But none of this worked, and after a day or so of playing with this a little, a hint was given on Friday night that told us “If you found Mary, you’ve gone too far.” So the whole poem might even be a red herring. This means I don’t have much at all to work with. Just the numbers. And the cover.
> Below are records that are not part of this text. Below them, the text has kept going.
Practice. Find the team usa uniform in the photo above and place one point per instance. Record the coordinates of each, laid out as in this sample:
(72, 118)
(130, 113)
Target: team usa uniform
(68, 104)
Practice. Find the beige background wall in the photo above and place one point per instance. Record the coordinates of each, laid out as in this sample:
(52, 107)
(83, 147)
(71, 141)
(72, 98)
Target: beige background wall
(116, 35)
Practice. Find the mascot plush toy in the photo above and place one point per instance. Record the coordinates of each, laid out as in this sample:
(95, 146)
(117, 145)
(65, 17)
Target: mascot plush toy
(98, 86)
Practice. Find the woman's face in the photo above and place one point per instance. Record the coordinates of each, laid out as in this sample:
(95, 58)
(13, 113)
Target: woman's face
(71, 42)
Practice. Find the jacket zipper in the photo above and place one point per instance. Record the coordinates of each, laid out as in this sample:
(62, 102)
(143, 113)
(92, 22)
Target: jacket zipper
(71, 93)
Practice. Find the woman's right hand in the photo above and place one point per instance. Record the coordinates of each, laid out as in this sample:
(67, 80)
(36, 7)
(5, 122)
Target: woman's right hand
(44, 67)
Saturday morning, I played a little looking for steganography (looking at the lowest bit, and also treating the three numbers in the phone number as an RGB triplet to search the image for), but gave up on that pretty quickly. Maybe I can get an IP address out of the numbers. I tried factoring the numbers but found nothing obvious. I tried treating it as a single number and converting that to a dotted-quad internet address. That didn’t work. I even tried dropping the first or last number to treat them like hex (0×69651321) but again, no luck.
Finally, I tried 18.104.22.168 (this made some sense, since one copy of the number was torn off leaving only the last digit behind), and found a website that looked promising: An unconfigured WordPress blog, but after several minutes of explorign I didn’t find anything useful there. Then I realized, wait, I haven’t tried 22.214.171.124 yet. Trying that got me “Server 1 online.” I then tried that on port 443, and got a certificate mismatch error — telling me that I was trying to connect to pastebin.com.
Alrighty, then! Pastebin! But what paste?
I tried searching for different strings from the signs on the cover, and for things like DBIR and Verizon, but had no luck. Finally, I hit paydirt with “half million personal” — and got a huge list of hashes. There were over 14,000 of them…but as I looked closely, I noticed that one of the hashes was short (the last digit had been dropped). Then I saw that a lot of them ended with the same numbers (which told me they were probably LANMAN hashes), and looking even further, saw there were a lot of full-on duplicates. After passing the list through a couple of awk and sort | uniq -c steps, I found that one hash, and one hash alone, was unique in the entire file.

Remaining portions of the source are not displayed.